I mixed the following recipe and for some reason my wick doesn't last more than one day when vaping on this before the coil is full of gunk and tastes like rubbish:




Now if I have to take a guess I would say Super Sweet is the culprit but I am not sure.

Anyone out there that can give me something cool and minty that won't eat up my coil so quickly?

Reactions: Like 3


----------



## NecroticAngel (9/7/20)

Yep its the super sweet, I tend to use marshmallow now as a sweetner, stull gunks but not as fast.

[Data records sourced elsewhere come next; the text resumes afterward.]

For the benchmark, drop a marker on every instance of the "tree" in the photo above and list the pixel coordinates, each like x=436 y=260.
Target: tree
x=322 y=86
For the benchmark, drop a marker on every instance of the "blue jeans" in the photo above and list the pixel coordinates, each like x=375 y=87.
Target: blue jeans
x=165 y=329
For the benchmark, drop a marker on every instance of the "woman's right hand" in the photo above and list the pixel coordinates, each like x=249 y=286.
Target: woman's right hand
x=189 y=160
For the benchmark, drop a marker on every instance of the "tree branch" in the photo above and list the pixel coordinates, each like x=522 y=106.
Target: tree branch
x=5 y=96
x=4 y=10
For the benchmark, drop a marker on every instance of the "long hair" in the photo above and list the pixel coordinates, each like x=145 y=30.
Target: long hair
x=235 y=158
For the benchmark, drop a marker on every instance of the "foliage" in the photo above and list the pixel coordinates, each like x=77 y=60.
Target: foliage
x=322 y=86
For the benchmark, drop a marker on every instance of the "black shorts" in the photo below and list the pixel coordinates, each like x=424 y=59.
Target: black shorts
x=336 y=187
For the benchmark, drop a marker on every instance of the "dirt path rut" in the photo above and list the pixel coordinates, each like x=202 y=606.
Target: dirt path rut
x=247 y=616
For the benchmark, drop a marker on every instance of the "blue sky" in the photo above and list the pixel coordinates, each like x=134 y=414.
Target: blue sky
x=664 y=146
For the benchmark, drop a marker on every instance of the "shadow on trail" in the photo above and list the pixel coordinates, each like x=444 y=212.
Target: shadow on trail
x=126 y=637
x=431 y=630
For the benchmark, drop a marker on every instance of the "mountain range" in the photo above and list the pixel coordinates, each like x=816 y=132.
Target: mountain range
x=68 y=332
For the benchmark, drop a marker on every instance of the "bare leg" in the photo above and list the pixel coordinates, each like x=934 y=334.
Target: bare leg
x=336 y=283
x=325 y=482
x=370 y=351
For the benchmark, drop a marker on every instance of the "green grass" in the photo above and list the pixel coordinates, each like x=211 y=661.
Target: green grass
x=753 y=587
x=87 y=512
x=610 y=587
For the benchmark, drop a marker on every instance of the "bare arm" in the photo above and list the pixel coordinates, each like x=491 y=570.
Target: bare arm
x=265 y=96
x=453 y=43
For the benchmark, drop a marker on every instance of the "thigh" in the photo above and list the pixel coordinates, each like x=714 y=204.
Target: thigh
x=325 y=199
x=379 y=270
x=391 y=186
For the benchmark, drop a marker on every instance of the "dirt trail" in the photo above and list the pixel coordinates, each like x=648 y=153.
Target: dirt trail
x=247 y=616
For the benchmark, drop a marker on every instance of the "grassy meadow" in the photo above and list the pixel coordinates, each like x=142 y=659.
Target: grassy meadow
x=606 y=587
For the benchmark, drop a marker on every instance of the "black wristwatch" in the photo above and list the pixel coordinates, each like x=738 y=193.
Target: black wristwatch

Reactions: Like 3 | Agree 2 | Thanks 1


----------



## NecroticAngel (9/7/20)

PS: marshmallow gives a nice round feel in the mouth as well as sweetness, whish is a win for me rather than that sharp I just licked some xylitol kinda sweet

Reactions: Like 3 | Agree 1 | Thanks 1


----------



## alex1501 (9/7/20)

Pear FA @0.5-1% also brings nice sweetnes to the mix without any gunk. More than 1% will alter the flavour.

Reactions: Like 5 | Thanks 1


----------



## Stranger (9/7/20)

This is my ADV, my coils do not gunk up much at all.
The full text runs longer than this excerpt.